Having soup with hearty ingredients, like noodles, is a big plus. Here's a recipe for beef sukiyaki udon, which may be prepared anytime of the day -- yes, even during breakfast. If in doubt, check out mohinga, a breakfast staple in Myanmar of rice noodles swimming in a thick fish broth. For the beef sukiyaki broth, the quality of beef is important to bring out the soup flavour, so make sure you get good cuts from your preferred butcher or meat supplier.
It's fine to be flexible with this recipe. You can replace udon with other kinds of noodles like glass noodles or vermicelli, whatever you have on hand will do. Other ingredients to layer with the beef include include tofu, scallions, cabbage; shiiitake, shimeji, enoki or a mix of these mushrooms, and even fish balls. Also, you can reduce the measurements if you're preparing this for one or two persons.
Cooking time: 20 minutes
500g thinly sliced beef
600g pre-cooked udon noodles
500g Chinese cabbage, thinly sliced
250g leeks, thinly sliced (cut top greens into thin coins for garnish)

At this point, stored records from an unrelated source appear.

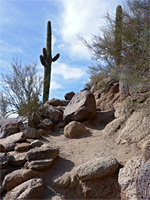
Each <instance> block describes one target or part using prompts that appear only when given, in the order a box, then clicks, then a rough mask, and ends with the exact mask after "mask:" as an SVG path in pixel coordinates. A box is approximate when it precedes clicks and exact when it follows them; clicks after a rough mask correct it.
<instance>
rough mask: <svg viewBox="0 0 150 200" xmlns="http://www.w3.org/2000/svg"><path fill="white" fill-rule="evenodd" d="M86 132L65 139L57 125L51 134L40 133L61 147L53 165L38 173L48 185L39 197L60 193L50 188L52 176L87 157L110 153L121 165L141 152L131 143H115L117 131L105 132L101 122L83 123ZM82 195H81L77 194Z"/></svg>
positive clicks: (74, 196)
mask: <svg viewBox="0 0 150 200" xmlns="http://www.w3.org/2000/svg"><path fill="white" fill-rule="evenodd" d="M86 128H87V129H88V133H87V134H85V135H83V136H81V137H78V138H76V139H68V138H65V137H64V135H63V129H59V128H56V130H55V131H54V132H53V133H52V135H46V136H44V137H43V141H44V142H46V143H49V144H50V145H52V146H54V147H58V148H59V150H60V154H59V158H57V159H56V160H55V162H54V164H53V166H52V167H51V168H50V169H49V170H47V171H46V172H45V173H44V174H42V175H41V176H42V177H43V178H44V180H45V183H46V185H47V187H46V188H45V192H44V195H43V196H42V199H51V197H52V196H54V195H60V194H61V195H63V192H62V191H59V190H57V191H55V190H54V189H53V180H54V179H55V178H57V177H59V176H61V175H63V174H64V173H65V172H67V171H71V170H72V169H73V168H74V167H75V166H78V165H80V164H82V163H84V162H86V161H88V160H91V159H94V158H99V157H106V156H112V157H115V158H116V159H117V160H118V162H119V163H120V164H122V165H124V164H125V163H126V161H127V160H129V159H130V158H132V157H134V156H136V155H139V154H140V153H141V152H140V150H139V149H137V148H136V146H135V145H134V144H132V145H130V146H127V145H119V144H117V143H116V137H117V135H112V136H107V133H105V129H104V126H102V125H98V126H93V125H92V124H88V126H86ZM64 196H65V197H67V199H79V196H78V195H77V194H66V193H64ZM80 198H81V197H80Z"/></svg>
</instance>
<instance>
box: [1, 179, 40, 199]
mask: <svg viewBox="0 0 150 200" xmlns="http://www.w3.org/2000/svg"><path fill="white" fill-rule="evenodd" d="M42 192H43V180H42V179H41V178H34V179H30V180H28V181H26V182H24V183H22V184H20V185H18V186H17V187H15V188H14V189H12V190H11V191H10V192H8V193H7V194H6V195H5V197H4V198H3V200H23V199H24V200H25V199H40V196H41V194H42Z"/></svg>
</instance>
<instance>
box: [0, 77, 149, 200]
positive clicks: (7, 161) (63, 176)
mask: <svg viewBox="0 0 150 200" xmlns="http://www.w3.org/2000/svg"><path fill="white" fill-rule="evenodd" d="M107 84H108V91H107V92H106V93H102V92H101V91H100V90H99V91H92V93H93V94H92V93H91V92H90V91H87V90H83V91H81V92H80V93H78V94H76V95H75V94H74V93H73V92H71V93H67V94H66V95H65V98H66V100H59V99H52V100H50V101H48V102H47V103H46V104H45V105H44V107H45V111H44V112H43V113H42V115H41V116H38V115H37V114H36V113H33V115H32V117H31V118H30V119H29V118H27V117H24V118H17V119H7V120H1V121H0V126H1V134H0V137H1V139H0V168H1V180H0V183H1V187H0V193H1V196H2V198H3V199H11V200H12V199H45V200H46V199H49V200H50V199H51V200H61V199H123V200H125V199H148V198H150V196H149V194H147V193H146V196H144V193H143V191H144V190H145V191H148V187H149V186H147V185H148V184H147V182H146V180H148V179H147V178H143V175H142V173H143V174H146V173H145V171H144V170H145V169H147V168H148V167H149V166H150V165H149V163H148V164H147V162H149V159H150V151H149V146H150V145H149V144H150V142H149V141H150V115H148V113H147V112H143V111H142V110H141V111H134V112H133V109H129V108H132V107H131V99H133V98H134V100H135V101H139V102H142V103H143V104H144V103H145V102H146V101H148V100H149V93H145V94H141V95H140V96H138V95H137V96H128V97H127V98H126V99H124V100H123V99H122V98H121V96H120V93H119V85H118V83H116V82H113V81H110V80H109V81H108V83H107ZM147 160H148V161H147ZM146 161H147V162H146ZM145 162H146V163H145ZM144 163H145V164H144ZM142 166H143V167H142ZM144 166H145V168H144ZM139 171H140V174H139ZM138 174H139V175H138ZM146 175H147V174H146ZM148 176H149V175H148ZM143 183H144V184H143ZM145 188H146V189H145Z"/></svg>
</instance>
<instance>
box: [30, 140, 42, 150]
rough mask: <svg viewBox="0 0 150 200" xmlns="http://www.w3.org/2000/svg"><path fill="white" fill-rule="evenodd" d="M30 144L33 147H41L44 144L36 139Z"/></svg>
mask: <svg viewBox="0 0 150 200" xmlns="http://www.w3.org/2000/svg"><path fill="white" fill-rule="evenodd" d="M30 145H31V147H33V148H34V147H40V146H42V145H43V142H42V141H40V140H34V141H32V142H31V143H30Z"/></svg>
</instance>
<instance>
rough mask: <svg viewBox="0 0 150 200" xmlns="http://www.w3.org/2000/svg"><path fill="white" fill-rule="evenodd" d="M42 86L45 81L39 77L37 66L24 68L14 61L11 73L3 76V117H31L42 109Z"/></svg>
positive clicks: (1, 96)
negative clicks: (29, 116) (39, 109)
mask: <svg viewBox="0 0 150 200" xmlns="http://www.w3.org/2000/svg"><path fill="white" fill-rule="evenodd" d="M42 85H43V81H42V78H41V77H40V76H38V75H37V68H36V65H35V64H33V63H32V64H30V65H25V66H22V64H19V63H18V62H17V61H14V63H13V64H12V67H11V71H10V73H8V74H2V88H3V93H2V95H1V101H0V111H1V116H2V117H8V116H9V115H11V114H14V113H17V114H19V115H21V116H22V115H31V114H32V112H33V111H37V110H38V109H40V108H41V105H42V104H41V102H40V95H41V89H42Z"/></svg>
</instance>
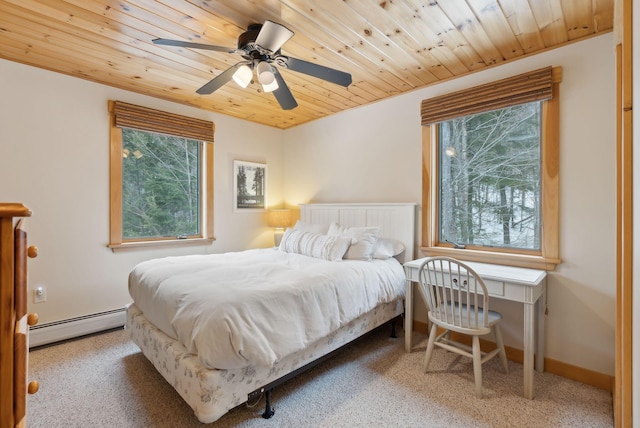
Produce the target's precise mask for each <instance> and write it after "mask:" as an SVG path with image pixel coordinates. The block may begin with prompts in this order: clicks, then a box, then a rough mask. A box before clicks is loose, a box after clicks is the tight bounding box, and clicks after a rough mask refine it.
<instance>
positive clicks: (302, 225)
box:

1 pack firm tofu (or fish ball)
50g shiitake mushrooms
100g shimeji mushrooms, stems removed
6 large eggs
1 tablespoon vegetable oil
200 grams edamame beans: for side dish
1 teaspoon coarse sea salt
For the sukiyaki sauce:
100ml cooking sake
100ml soy sauce
5g dashi stock powder
4 tablespoons brown sugar
280 ml chicken stock
1. Bring a litre of water to boil in a medium saucepan and cook the udon noodles for 2-3 minutes. Gently disentangle the noodles while cooking, then drain well. Meanwhile, combine the cooking sake, soy sauce, sugar, kombu dashi and chicken stock in a measuring jug. Stir until the sugar has dissolved. Set aside.

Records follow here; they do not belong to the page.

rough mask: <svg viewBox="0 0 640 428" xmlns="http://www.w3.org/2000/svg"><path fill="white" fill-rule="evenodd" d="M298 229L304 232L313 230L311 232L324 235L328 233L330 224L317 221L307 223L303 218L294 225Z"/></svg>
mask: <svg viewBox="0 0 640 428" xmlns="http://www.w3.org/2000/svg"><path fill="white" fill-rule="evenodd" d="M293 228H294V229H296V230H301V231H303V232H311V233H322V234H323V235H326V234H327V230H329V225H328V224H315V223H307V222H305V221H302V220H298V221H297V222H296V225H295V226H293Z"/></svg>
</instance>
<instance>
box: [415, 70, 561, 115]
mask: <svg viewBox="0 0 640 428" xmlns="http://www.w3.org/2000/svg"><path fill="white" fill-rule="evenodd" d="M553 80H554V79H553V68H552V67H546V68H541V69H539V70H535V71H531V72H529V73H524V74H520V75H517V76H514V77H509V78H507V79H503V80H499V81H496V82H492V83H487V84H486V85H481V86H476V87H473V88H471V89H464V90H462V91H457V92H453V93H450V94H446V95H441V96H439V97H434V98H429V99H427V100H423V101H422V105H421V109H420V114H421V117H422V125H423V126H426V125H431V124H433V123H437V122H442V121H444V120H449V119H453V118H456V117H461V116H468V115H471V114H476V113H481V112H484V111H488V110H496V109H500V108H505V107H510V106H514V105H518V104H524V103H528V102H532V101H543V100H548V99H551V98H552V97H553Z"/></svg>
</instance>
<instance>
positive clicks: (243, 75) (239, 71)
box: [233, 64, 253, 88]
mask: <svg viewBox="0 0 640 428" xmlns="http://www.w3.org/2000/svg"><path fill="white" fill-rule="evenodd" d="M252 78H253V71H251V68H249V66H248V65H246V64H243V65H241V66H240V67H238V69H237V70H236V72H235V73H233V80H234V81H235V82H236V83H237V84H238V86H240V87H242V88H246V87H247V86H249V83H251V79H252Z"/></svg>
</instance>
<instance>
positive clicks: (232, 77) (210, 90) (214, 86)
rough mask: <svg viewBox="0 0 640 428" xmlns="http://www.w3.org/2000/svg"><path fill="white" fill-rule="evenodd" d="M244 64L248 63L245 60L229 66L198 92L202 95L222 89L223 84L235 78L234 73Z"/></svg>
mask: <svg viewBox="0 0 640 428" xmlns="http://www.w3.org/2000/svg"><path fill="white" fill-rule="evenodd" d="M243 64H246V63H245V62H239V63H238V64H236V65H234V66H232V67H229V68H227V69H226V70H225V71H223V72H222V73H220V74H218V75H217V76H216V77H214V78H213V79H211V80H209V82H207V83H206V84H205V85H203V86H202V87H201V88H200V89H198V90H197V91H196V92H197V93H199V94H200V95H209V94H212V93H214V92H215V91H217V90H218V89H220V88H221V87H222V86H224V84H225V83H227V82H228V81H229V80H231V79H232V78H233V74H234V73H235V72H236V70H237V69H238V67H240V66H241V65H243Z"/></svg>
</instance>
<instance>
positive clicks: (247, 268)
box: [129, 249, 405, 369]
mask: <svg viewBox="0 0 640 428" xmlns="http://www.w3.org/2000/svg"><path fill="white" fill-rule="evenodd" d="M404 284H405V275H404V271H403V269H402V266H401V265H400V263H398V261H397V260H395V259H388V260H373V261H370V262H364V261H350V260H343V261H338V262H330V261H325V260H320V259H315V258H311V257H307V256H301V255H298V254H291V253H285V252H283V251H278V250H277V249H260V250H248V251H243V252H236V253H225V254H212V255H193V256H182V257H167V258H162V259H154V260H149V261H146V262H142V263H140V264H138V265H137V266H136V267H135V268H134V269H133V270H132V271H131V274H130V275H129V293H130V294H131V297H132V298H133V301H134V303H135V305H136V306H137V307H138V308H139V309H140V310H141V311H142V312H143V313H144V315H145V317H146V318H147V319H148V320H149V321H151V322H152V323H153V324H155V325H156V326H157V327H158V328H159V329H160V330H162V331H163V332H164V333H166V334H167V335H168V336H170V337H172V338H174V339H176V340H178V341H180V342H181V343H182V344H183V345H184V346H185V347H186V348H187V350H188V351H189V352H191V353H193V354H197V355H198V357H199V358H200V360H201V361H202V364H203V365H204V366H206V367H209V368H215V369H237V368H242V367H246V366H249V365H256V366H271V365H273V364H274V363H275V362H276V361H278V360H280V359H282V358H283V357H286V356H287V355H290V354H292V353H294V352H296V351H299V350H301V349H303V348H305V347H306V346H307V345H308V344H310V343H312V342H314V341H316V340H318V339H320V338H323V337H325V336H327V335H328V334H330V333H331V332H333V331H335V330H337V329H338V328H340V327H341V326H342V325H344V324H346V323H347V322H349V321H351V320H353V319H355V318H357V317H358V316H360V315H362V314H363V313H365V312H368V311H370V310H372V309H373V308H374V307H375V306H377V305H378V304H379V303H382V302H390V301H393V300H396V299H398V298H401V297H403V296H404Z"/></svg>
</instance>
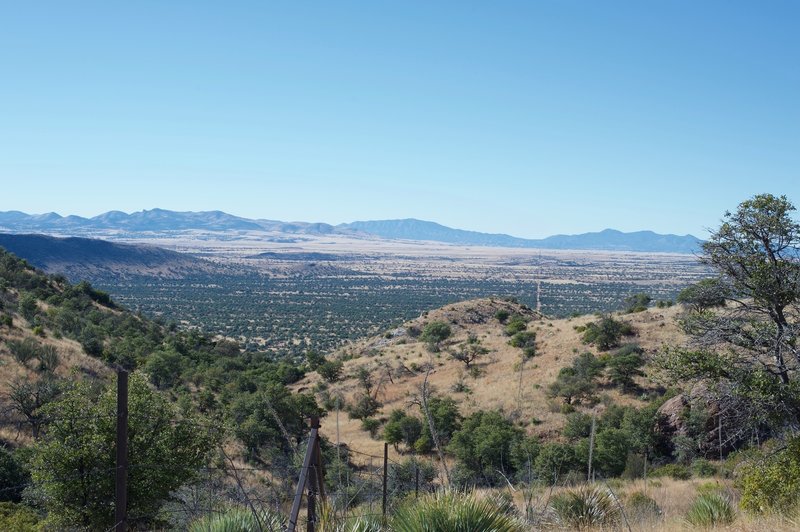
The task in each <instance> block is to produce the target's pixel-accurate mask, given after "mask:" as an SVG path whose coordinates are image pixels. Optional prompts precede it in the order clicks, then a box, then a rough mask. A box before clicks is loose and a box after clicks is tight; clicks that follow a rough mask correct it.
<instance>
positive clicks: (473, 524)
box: [390, 491, 527, 532]
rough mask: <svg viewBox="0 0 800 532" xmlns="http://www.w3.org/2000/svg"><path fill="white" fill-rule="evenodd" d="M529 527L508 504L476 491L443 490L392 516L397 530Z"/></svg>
mask: <svg viewBox="0 0 800 532" xmlns="http://www.w3.org/2000/svg"><path fill="white" fill-rule="evenodd" d="M526 529H527V527H526V526H525V525H524V523H523V522H522V521H521V520H520V519H519V518H518V517H516V516H514V515H512V514H511V513H510V511H509V507H508V505H507V504H504V503H503V502H501V501H498V500H496V499H494V498H480V497H478V495H477V494H475V493H463V492H456V491H440V492H437V493H434V494H431V495H428V496H426V497H421V498H420V499H419V500H418V501H414V502H411V503H409V504H406V505H404V506H402V507H400V508H399V509H398V510H397V512H395V514H394V516H393V517H392V519H391V523H390V530H395V531H397V532H420V531H425V532H490V531H491V532H523V531H524V530H526Z"/></svg>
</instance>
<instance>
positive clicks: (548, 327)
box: [294, 299, 684, 455]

2. Add vegetable oil to a frying pan or wok and sauté the sliced beef until lightly brown on the outside, about 5-6 minutes. It’s okay to under-cook the beef at this stage, because you will be transferring this into the sukiyaki pot later. Set aside.
3. Pour the sukiyaki sauce mixture into a large saucepan and bring to a boil. Add beef, cabbage, mushrooms and bring to a rolling boil, then reduce heat to low and simmer for 5 to 8 minutes. Toss in cooked udon.
Meanwhile, fill a medium pot or saucepan with water and cook at medium-high heat until it becomes a rolling boil. Toss in edamame beans and let them boil for about 4 to 5 minutes. Drain water. Transfer edamame in a bowl and sprinkle coarse sea salt on the beans. You can also add some pepper flakes or some togarashi powder and shredded nori.
4. Break all the eggs into a measuring jug. Lightly whisk, and then pour over the sukiyaki ingredients in a circular motion to ensure even coverage. Simmer for another 2 to 3 minutes. Turn off the heat. Use a soup ladle to serve the sukiyaki into individual bowls. Garnish with green leek coins.
Lightly whisk the eggs in a measuring jug or a medium bowl, before pouring over the sukiyaki sauce.